In July 2020, MBC contacted us to conduct a review of compliance against the standard to ensure that no significant or detrimental change had occurred in the structures, systems and processes established two years previously.
As a consequence of the Covid-19 pandemic, which required both parties to protect their staff from needless exposure to the virus, it was agreed that the compliance review should be conducted remotely, and planning proceeded accordingly.
Work Completed
A remote audit of the systems, structures and processes applicable to PCI DSS compliance operating in MBC was designed and delivered by our trained audit staff. The review was prepared and conducted in accordance with the requirements of ISO19011:2018 “Guidelines for auditing management systems”with particular attention to Annex A Table A1.
The review fell into three short phases:
- Preparation and planning including preliminary review to agree scope, agenda, timings and report format
- Review Conduct
- Preparation and delivery of formal compliance report
Within the design evidence of compliance was obtained by a combination of remote desktop process review, audio interviews and a transaction “walk-through”.
Once the evidence was collated and curated, we prepared an appropriate review report which confirmed the continued compliance of MBC with the PCI DSS standard
Issues Addressed
The primary issue addressed was the efficacy of the remote review. To facilitate both the desktop process review and the staff interviews we ensured both parties had access to compatible video conferencing software, in this case Zoom, and a secure backup, Microsoft Teams.

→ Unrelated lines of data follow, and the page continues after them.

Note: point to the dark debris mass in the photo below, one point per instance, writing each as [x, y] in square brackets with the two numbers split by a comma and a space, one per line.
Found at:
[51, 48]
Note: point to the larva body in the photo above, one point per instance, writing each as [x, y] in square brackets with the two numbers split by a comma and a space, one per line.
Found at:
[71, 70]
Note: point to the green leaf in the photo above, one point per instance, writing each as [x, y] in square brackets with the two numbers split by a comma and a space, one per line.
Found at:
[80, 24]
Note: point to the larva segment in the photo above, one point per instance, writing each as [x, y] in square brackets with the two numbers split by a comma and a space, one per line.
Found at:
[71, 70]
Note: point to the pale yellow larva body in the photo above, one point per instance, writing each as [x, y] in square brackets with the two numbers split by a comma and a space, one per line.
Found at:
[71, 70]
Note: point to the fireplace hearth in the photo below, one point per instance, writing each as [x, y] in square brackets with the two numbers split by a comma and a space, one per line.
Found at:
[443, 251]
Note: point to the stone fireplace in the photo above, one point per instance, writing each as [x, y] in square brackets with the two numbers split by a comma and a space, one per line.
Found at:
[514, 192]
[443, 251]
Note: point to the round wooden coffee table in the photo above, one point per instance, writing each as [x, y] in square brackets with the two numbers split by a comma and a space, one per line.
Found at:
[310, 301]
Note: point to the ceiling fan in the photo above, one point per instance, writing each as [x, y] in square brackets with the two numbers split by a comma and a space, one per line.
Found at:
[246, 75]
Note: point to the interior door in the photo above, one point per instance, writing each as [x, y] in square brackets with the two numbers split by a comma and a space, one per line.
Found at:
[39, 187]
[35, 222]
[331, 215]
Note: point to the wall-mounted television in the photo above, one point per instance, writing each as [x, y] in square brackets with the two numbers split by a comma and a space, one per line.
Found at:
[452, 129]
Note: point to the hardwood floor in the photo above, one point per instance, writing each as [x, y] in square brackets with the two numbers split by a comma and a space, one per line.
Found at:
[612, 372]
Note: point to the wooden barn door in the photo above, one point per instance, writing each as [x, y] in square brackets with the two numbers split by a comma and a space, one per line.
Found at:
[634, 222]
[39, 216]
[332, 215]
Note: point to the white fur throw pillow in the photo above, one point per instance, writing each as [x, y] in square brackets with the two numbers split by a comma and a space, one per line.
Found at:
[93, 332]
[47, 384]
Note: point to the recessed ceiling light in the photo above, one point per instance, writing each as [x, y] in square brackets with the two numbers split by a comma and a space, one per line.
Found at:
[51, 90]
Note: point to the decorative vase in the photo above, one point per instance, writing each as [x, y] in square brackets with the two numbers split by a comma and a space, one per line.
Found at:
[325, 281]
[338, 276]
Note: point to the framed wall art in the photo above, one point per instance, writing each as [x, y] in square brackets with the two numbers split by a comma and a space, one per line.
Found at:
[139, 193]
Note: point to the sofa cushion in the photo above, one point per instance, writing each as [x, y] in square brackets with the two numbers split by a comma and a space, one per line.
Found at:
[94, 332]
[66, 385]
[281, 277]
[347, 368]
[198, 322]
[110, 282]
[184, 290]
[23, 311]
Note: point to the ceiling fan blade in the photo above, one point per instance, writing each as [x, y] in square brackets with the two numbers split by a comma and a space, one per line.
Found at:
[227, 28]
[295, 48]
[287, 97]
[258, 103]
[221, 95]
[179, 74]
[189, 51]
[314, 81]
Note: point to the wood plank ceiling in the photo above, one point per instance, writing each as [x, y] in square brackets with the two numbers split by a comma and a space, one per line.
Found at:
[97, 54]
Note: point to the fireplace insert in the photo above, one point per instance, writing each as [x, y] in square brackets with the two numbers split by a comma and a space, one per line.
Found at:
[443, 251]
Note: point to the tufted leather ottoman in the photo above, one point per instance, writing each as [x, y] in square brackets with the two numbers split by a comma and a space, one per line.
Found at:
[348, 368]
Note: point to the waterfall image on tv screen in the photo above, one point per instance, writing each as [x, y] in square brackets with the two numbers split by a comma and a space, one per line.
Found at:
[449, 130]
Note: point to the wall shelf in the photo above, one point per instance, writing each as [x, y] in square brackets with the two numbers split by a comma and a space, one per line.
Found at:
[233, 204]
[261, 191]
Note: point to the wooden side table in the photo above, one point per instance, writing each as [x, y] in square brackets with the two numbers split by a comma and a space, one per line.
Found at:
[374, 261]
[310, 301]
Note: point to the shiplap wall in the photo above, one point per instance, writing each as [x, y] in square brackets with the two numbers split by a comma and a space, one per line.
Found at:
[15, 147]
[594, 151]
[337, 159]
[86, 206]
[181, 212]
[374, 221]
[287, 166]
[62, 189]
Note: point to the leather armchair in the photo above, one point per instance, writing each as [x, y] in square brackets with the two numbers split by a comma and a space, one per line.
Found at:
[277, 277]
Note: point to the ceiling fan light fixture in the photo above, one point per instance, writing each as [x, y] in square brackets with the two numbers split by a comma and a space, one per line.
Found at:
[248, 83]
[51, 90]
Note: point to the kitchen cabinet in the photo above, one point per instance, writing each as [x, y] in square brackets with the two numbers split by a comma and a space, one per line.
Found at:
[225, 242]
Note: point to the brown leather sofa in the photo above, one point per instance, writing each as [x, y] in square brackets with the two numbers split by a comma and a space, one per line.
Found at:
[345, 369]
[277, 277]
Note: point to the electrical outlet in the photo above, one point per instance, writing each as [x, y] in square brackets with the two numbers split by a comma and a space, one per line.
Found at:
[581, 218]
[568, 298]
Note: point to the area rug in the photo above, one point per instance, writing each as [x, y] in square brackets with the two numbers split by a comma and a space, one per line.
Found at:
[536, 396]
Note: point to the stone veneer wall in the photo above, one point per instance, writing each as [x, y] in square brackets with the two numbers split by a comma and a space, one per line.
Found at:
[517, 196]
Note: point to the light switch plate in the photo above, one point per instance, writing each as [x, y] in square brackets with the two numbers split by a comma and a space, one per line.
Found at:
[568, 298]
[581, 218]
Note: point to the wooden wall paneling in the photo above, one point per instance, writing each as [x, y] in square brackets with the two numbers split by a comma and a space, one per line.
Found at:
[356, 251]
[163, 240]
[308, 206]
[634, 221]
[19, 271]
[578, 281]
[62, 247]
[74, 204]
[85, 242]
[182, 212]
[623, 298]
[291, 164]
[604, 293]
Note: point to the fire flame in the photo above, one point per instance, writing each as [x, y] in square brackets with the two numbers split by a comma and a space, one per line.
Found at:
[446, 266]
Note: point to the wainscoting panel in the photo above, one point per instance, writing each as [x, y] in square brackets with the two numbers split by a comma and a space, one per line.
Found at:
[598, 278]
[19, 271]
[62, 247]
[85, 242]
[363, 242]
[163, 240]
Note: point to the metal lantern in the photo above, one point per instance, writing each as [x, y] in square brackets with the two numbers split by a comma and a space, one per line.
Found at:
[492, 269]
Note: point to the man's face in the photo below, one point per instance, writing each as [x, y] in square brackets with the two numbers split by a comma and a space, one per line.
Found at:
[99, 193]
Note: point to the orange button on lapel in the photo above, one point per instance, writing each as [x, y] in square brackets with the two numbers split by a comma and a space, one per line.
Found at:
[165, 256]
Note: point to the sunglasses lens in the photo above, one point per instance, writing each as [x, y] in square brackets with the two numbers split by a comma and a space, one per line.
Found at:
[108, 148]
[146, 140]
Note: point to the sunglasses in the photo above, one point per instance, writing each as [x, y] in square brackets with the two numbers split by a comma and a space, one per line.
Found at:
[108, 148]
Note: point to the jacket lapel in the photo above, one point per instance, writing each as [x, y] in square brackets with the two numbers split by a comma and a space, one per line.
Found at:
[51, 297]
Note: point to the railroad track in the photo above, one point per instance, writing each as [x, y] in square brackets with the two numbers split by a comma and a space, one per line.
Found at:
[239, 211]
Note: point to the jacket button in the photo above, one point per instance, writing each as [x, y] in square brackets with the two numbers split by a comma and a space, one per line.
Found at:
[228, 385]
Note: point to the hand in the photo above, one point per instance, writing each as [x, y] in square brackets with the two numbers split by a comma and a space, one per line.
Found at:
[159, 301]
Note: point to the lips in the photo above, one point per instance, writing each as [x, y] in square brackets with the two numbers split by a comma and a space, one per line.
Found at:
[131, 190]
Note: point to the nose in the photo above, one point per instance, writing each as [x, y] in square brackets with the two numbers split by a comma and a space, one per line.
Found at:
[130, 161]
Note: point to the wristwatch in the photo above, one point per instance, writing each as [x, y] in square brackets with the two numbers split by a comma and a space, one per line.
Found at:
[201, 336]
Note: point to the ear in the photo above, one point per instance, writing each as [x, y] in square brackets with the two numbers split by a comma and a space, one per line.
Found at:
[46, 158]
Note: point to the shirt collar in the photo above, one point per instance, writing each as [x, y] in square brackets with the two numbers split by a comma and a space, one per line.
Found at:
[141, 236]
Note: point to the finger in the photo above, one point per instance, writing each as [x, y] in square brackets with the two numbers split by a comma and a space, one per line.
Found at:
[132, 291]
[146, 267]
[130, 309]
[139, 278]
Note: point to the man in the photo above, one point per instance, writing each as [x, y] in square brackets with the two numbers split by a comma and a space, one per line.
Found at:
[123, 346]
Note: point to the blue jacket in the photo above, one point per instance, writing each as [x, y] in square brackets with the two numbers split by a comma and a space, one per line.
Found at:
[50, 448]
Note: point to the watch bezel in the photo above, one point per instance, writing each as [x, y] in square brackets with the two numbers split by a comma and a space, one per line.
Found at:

We also made arrangements for an audio only conference call should there be any problems with the primary application.
Any areas for immediate action were discussed before the review concluded and details of the various processes and procedures were incorporated into the final report.
One other element of the remote approach which required attention was ensuring the interviewees were put at ease and felt comfortable throughout the part of the video conference they were engaged with.
Outcomes Achieved
The compliance report was delivered on time and the remote approach did not significantly compromise the efficacy of the review.
The design and approach proved popular with the client enabling both parties to remain safe from possible exposure to the Covid-19 virus
Importantly, MBC were able to demonstrate continued adherence to the requirements of PCI DSS and while the review suggested a number of minor improvements these were achieved quickly in advance of the release of the final report.
Client Assessment
The client viewed the remote process very favourably and found our approach to both the review and the coverage of the report comprehensive and accurate.